Each time she had an accident (which was four times that morning) we said, “Oh no! I have to go potty! Run! Run! Run!” (This method is courtesy of my friend Katelyn over at Katelyn and Jason). We repeated this three times in a row after each accident. At first she got angry when we made her go back to the bathroom every few seconds. By the time she got to her fourth accident, she was yelling “Oh no!” by herself and running to the bathroom.
That afternoon she announced, “Oh no! I have to go potty!” Running to the bathroom, she insisted she didn’t need my help or that I needed to watch her. What a huge feeling of pride when she made it to the potty and went all by herself!
4 | Use positive reinforcement (bribes).
For months, our toddler’s grandparents told her she could go to the store with her papa to buy a prize for going on the potty. We reminded her often, especially as we got closer to “training day.”
At first the prizes for going on the potty were stickers for #1 and a Dum Dum (her favorite candy from Halloween) for #2.
I had to go to the store amidst all the potty training, so I brought home Gerber Organic Yogurt Melts as another prize. (It’s her favorite snack and for some reason I never buy it.) When I heard she had gone #2 while I was gone, I gave her a bowl of yogurt melts. Her enthusiasm for sitting on the potty increased tenfold after that. She kept sitting on the potty in hopes of getting more yogurt melts.
At bedtime she started using the potty as an excuse to get out of bed. Eventually we had to cut her off when it was 11 PM and she was in the bathroom every 5 minutes. We shut the bathroom door and told her to come tell us if she needed to go. Yes, she cried, but she went to sleep after that.
We waited for a wake up call in the middle of the night but it never came. Miraculously, she hasn’t wet the bed in one week. (That’s not to say I don’t expect it to ever happen.
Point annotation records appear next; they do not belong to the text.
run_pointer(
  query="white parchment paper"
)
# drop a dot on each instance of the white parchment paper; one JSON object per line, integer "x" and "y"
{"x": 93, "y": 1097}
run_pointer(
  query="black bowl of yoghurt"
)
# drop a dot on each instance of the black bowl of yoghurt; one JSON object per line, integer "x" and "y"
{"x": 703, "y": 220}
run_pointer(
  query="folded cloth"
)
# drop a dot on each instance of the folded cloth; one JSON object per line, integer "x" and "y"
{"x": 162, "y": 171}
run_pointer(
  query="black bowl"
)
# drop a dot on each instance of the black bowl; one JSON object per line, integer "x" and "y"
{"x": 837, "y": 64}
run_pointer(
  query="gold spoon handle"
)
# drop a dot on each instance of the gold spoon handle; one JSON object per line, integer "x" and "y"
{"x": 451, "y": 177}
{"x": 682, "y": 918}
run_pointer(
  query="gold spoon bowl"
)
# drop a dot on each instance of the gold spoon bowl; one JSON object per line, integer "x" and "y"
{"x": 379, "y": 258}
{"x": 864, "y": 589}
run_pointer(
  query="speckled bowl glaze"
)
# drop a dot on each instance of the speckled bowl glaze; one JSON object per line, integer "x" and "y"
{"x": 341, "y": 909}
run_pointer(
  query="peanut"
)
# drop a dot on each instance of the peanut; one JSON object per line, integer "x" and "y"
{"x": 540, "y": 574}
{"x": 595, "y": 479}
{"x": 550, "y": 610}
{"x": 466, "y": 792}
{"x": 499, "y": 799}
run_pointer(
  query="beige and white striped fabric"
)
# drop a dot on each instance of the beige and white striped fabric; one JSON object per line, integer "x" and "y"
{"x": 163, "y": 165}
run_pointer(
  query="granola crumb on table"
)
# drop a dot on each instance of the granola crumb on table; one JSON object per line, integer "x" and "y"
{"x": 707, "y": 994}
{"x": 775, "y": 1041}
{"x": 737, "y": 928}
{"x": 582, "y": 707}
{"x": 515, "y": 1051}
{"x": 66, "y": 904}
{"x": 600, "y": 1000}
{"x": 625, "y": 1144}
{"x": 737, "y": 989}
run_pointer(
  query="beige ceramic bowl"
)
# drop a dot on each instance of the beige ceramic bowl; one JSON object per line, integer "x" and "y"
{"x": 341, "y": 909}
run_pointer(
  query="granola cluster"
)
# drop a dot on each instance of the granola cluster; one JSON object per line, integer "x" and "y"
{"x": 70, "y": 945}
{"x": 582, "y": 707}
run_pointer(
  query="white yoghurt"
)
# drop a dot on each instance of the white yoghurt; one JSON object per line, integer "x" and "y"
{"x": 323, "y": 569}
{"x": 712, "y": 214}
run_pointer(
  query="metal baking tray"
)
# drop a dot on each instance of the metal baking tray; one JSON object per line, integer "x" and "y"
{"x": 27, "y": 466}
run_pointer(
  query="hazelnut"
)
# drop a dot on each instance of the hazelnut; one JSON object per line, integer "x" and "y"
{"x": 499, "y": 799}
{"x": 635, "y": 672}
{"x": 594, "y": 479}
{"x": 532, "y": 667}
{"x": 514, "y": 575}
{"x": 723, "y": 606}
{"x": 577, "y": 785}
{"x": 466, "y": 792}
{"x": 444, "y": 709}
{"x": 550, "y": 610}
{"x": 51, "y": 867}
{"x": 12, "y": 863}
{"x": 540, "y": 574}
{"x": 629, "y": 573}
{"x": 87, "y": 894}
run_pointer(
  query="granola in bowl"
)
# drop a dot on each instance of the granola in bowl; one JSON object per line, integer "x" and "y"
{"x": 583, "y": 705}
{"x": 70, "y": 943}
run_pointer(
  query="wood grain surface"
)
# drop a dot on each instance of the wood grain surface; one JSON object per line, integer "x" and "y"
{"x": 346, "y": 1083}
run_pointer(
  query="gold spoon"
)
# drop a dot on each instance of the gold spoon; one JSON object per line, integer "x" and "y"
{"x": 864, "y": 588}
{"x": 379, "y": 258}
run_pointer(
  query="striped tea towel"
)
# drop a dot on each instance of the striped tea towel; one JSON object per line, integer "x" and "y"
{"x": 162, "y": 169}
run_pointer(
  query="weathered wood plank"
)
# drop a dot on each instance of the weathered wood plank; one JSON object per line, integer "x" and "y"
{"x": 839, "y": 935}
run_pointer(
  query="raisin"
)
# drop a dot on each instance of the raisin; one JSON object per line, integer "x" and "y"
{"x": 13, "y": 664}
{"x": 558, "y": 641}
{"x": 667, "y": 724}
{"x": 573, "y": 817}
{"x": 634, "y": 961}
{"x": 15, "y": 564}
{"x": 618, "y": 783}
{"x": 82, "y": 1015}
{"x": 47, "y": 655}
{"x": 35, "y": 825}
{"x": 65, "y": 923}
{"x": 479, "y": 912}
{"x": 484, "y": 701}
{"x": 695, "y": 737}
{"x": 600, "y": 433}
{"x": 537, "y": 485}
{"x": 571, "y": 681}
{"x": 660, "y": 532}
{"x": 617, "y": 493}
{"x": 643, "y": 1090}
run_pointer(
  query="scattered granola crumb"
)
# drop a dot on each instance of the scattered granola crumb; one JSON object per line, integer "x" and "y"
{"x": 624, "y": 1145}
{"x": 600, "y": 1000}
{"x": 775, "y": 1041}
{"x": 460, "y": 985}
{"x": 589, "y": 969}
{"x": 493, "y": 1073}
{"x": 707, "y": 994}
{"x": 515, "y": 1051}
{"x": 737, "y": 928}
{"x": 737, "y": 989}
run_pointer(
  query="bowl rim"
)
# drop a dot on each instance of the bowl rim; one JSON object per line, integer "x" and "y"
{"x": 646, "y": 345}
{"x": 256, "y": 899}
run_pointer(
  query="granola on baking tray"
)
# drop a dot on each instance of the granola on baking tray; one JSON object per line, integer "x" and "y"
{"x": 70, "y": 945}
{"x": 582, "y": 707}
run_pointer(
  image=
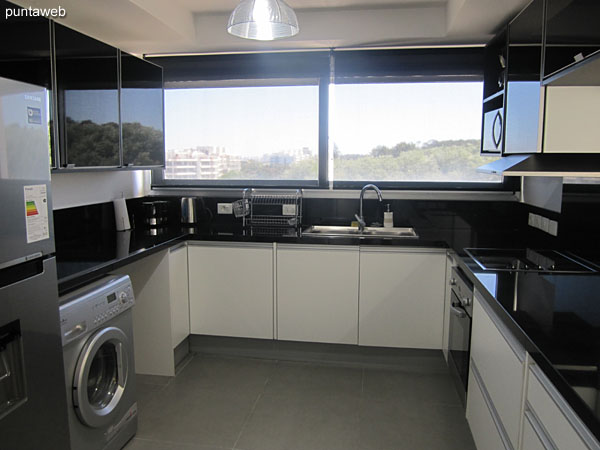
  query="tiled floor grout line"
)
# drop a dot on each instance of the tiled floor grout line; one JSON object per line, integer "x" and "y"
{"x": 252, "y": 411}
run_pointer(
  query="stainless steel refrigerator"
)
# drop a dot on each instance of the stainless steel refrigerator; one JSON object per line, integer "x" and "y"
{"x": 33, "y": 406}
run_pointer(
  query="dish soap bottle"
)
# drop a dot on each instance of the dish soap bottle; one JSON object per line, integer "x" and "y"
{"x": 388, "y": 218}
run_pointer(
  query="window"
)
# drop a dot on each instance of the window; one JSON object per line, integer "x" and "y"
{"x": 242, "y": 133}
{"x": 399, "y": 118}
{"x": 407, "y": 132}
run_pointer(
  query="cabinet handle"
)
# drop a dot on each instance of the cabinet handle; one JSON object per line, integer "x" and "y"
{"x": 539, "y": 430}
{"x": 6, "y": 367}
{"x": 458, "y": 312}
{"x": 497, "y": 139}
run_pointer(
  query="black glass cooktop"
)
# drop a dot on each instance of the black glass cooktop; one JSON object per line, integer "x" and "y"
{"x": 527, "y": 260}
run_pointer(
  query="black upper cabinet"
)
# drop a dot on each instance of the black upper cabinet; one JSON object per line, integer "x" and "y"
{"x": 572, "y": 33}
{"x": 25, "y": 53}
{"x": 141, "y": 112}
{"x": 494, "y": 75}
{"x": 523, "y": 88}
{"x": 494, "y": 81}
{"x": 88, "y": 99}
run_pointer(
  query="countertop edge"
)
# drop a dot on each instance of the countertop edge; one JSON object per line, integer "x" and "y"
{"x": 78, "y": 279}
{"x": 578, "y": 406}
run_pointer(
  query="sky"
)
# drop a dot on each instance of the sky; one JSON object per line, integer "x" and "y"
{"x": 258, "y": 120}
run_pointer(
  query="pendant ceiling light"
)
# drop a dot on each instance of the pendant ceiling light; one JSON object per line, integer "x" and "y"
{"x": 263, "y": 20}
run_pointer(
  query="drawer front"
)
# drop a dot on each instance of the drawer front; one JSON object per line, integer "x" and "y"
{"x": 481, "y": 420}
{"x": 500, "y": 368}
{"x": 558, "y": 427}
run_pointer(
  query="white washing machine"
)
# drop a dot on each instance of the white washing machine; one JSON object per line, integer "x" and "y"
{"x": 97, "y": 337}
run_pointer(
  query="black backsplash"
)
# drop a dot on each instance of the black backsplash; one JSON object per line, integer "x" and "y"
{"x": 459, "y": 223}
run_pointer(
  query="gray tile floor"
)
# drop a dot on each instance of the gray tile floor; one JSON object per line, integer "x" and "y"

I’m sure it will at some point.)
5 | Don’t pressure yourself or your kid.
It’s really confusing with all those techniques on how to do it. I did not trust any of the ones that stated you can “potty train your toddler in one day!” That’s way too much pressure on both child and parent! Don’t go in with the expectation that your kid can figure it out in one day or even three. You will end up frustrated and your child will probably start to resist.
If you have a positive attitude, the whole experience comes off so much easier. It’s a big change for everyone, so make it as fun and exciting as you can.
It’s been a week since we potty trained. We’ve had many moments of pride in this past week, especially when we’re out in public. She also did go to the store with her papa and picked out her promised prize (a Daniel Tiger doll, go figure).